Explore Machine Learning

In this exercise, you’ll use a lightweight application to train and evaluate machine learning models. You’ll then deploy and test the trained model.

This exercise should take approximately 15 minutes to complete.

Download data

In this exercise, you’ll use data files to train multiple types of machine learning model.

Download ml-data.zip from https://aka.ms/mslearn-ai-data to your local computer.
Extract the downloaded archive in a local folder to see the files it contains. These files contain data suitable for training machine learning models.

Train a regression model

Let’s start by training regression model, which predicts a numeric value. In this exercise, we’ll use a dataset of historic sales to predict demand for ice cream cones on a given day, based on seasonal and weather-related features.

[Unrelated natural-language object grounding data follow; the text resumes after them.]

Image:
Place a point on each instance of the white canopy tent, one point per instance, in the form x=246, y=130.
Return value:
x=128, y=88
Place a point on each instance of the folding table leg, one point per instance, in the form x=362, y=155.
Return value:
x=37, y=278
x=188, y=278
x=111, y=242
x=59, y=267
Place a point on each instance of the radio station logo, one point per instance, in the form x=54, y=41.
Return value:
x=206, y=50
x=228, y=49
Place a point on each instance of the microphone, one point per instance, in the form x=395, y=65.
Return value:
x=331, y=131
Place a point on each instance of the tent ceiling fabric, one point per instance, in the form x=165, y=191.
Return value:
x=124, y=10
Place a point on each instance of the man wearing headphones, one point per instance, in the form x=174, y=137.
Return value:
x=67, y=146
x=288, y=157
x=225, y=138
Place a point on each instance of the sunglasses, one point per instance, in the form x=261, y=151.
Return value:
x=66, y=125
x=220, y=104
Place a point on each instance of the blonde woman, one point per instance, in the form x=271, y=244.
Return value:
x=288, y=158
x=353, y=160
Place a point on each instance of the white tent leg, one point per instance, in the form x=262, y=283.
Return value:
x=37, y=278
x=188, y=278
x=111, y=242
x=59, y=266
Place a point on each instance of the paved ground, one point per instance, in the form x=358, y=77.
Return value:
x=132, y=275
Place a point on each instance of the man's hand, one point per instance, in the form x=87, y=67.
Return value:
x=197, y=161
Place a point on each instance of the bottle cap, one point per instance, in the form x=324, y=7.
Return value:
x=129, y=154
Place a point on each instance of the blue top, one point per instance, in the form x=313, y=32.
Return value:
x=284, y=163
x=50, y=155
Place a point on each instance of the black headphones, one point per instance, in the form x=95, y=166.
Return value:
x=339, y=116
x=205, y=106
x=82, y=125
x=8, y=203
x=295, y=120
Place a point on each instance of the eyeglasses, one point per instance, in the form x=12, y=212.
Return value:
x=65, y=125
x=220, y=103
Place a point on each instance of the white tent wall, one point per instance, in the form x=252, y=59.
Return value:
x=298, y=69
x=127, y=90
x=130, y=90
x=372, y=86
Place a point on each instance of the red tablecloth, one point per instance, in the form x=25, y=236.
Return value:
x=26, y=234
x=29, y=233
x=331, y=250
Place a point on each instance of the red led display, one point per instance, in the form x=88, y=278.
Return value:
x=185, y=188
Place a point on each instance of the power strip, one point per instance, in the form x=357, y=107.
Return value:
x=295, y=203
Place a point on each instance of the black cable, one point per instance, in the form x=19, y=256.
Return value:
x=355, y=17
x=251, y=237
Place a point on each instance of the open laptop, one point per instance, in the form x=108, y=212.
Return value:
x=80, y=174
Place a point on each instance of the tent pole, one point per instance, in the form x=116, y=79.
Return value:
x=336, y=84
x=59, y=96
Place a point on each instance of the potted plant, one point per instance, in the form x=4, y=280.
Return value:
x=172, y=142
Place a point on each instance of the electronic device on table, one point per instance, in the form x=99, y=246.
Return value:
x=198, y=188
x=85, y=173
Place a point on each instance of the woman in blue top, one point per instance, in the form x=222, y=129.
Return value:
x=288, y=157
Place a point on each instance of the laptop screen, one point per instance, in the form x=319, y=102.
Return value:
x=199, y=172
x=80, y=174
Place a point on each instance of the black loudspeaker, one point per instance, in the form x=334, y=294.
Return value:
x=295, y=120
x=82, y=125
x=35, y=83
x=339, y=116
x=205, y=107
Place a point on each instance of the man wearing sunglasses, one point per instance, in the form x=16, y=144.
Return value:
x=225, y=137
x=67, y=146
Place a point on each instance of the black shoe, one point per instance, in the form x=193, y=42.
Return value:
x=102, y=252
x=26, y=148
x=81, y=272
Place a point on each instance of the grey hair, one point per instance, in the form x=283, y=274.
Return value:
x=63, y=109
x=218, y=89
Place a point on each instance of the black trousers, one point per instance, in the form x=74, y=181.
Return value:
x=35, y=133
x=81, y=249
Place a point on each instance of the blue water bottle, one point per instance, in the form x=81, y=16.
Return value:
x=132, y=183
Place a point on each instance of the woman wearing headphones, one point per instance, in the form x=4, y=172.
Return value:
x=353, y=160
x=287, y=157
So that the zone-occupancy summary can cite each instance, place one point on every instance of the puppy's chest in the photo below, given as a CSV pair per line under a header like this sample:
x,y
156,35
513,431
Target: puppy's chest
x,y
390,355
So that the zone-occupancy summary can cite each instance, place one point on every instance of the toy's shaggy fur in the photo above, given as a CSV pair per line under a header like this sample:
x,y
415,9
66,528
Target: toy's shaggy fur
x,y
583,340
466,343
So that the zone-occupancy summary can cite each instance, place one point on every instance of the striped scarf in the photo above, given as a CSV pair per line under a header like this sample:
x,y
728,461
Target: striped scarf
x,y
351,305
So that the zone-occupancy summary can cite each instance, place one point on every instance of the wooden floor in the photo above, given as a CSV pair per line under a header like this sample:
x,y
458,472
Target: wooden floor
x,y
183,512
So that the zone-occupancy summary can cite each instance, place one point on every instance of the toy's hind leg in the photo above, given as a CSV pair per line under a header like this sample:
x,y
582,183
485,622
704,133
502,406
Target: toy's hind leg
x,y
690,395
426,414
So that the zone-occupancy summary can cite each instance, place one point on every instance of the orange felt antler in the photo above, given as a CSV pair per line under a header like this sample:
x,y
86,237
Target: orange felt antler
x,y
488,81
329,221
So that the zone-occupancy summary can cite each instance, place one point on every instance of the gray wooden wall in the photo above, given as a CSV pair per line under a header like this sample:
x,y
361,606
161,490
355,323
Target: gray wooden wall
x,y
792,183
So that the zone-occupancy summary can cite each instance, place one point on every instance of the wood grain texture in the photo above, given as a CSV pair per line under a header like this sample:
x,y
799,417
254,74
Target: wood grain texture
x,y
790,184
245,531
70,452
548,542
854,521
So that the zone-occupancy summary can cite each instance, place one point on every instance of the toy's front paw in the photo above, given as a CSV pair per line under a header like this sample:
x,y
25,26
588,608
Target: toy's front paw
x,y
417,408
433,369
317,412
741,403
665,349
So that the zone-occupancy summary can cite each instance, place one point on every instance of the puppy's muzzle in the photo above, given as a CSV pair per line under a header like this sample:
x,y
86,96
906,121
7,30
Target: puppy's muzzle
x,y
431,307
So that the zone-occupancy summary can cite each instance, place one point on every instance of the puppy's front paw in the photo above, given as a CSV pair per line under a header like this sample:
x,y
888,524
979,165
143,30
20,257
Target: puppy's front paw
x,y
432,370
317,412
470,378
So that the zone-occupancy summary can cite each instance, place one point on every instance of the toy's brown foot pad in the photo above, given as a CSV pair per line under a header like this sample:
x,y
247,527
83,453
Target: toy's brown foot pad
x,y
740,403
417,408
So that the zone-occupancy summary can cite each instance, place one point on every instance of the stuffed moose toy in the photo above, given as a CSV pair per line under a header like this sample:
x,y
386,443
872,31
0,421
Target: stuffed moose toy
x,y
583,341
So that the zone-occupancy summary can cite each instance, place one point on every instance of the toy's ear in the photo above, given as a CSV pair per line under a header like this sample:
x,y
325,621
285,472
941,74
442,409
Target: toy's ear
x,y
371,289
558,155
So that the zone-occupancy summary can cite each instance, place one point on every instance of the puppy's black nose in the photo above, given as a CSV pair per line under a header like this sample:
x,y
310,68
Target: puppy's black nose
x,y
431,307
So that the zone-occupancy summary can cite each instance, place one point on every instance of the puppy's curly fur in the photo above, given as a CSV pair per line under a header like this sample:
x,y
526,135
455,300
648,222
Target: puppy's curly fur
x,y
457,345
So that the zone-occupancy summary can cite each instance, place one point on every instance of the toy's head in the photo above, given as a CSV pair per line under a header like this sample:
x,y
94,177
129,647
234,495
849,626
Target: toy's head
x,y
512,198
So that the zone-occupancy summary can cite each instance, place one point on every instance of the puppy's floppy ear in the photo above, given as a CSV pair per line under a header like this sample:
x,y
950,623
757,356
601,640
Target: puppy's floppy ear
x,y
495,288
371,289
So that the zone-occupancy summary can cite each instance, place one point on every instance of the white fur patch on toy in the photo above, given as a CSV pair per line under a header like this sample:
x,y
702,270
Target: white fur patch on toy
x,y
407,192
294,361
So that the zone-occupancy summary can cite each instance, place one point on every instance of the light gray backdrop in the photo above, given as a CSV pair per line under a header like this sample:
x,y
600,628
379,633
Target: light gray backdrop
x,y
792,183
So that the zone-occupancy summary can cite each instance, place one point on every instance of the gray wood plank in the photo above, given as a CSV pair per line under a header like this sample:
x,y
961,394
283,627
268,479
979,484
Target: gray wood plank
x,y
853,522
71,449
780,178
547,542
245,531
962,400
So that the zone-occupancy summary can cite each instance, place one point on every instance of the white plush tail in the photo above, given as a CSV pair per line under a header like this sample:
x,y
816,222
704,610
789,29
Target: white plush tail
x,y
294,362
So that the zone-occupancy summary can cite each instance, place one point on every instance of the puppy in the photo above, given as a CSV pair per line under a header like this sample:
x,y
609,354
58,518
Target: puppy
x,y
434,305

In a browser, navigate to the ML Lite web application at https://aka.ms/ml-lite, which you’ll use in this exercise.
Wait for the ML Engine to load and initialize (this can take a few seconds). When the ML Engine is ready, you can complete the pages in the wizard to train and test a machine learning model.
On the Model Type & Data page, select Regression and upload the ice-cream.csv text file to see a preview of the data it contains.
On the Training Settings page:
- Set the Target column to IceCreamsSold.
- Deselect Date as a feature (it’s unique each day, so unlikely to be predictive on its own) and use the other remaining columns as features with which to train the model.
- Review the Training/Testing split (which determines how much of the dataset to use for training the model, and how much to hold back for model evaluation).
On the Training Process page, review the settings and train the model. When the model is trained, you can save it on your local computer (to use in your own Python application) and view the training log and model details.
On the Training Results page, view the metrics and visualizations that were produced from the test data you held back. These metrics indicate how well the model predicted ice cream sales based on the features in the test data.

The visualization shows a comparison of the predicted numeric values and the actual numeric values in the test data. A model that predicts well should show a linear trend where the predictions and actual values correlate well.
On the Test Model page, use the default test data to generate a prediction.

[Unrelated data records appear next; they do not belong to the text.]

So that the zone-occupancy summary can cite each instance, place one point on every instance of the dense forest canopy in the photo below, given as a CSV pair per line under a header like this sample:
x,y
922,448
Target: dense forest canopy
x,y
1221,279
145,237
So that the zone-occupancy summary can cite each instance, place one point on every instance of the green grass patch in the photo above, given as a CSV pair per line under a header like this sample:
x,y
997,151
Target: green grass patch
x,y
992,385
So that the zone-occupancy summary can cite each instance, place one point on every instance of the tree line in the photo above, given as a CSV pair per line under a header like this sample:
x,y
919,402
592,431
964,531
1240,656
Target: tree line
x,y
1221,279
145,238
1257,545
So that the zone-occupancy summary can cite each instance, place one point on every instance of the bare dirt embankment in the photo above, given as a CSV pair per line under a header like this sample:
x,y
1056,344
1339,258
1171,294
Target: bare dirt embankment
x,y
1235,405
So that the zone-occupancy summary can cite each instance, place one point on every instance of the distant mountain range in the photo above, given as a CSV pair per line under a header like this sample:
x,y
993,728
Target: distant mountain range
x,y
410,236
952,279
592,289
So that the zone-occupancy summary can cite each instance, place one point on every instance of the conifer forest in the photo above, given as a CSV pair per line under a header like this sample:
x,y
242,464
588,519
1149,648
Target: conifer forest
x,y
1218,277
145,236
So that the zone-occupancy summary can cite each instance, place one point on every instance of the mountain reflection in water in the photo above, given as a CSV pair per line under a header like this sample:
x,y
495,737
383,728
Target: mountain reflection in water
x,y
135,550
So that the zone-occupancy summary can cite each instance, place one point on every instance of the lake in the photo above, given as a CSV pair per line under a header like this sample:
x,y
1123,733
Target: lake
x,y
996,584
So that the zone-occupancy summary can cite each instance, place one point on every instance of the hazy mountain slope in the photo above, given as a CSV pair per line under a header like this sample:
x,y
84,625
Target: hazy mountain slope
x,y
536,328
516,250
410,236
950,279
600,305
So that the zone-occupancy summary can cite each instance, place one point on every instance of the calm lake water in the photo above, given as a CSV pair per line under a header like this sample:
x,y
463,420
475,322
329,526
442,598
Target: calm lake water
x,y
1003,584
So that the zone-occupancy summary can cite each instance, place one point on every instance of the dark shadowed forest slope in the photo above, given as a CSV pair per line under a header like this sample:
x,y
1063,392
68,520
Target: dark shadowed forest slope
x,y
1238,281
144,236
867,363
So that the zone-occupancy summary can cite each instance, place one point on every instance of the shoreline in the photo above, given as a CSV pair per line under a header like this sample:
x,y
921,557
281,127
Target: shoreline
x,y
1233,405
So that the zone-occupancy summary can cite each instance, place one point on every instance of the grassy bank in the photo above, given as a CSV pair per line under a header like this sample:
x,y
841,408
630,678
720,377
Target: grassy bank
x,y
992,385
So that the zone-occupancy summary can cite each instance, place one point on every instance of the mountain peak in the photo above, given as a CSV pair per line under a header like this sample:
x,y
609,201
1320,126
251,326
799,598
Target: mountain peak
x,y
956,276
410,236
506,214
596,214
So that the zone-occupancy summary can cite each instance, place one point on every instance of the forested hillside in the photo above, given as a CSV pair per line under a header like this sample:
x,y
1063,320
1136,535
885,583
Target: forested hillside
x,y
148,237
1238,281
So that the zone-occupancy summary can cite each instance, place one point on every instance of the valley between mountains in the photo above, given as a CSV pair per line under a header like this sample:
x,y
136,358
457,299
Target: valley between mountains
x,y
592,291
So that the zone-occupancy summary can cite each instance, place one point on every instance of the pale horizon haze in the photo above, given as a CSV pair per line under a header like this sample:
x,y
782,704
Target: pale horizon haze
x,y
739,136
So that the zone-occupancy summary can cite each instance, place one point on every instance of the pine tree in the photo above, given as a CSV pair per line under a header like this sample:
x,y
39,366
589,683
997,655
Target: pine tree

Try generating predictions with the following test cases:

Feature	Case 1	Case 2
DayOfWeek	Friday	Monday
Month	May	November
Temperature	72.3	55.8
Rainfall	0.01	0.56

Train a classification model

Now let’s train a classification model to predict which of three species a penguin is (0: Adelie, 1: Gentoo, or 2: Chinstrap), based on its measurements.

If you’re still viewing the Test Model page for the ice cream regression model, use the Train another model to restart the wizard.
On the Model Type & Data page, select Classification and upload the penguins.csv text file to see a preview of the data it contains.
On the Training Settings page:
- Set the Target column to Species.
- Use all remaining columns as features with which to train the model.
- Review the Training/Testing split (which determines how much of the dataset to use for training the model, and how much to hold back for model evaluation).
On the Training Process page, review the settings and train the model.
On the Training Results page, view the metrics and visualizations that were produced from the test data you held back.

The visualization shows a confusion matrix, comparing the number of correct and incorrect predictions for each class.
On the Test Model page, use the default test data to generate a prediction.

The result will be a numeric class identifier that indicates the species (0: Adelie, 1: Gentoo, or 2: Chinstrap).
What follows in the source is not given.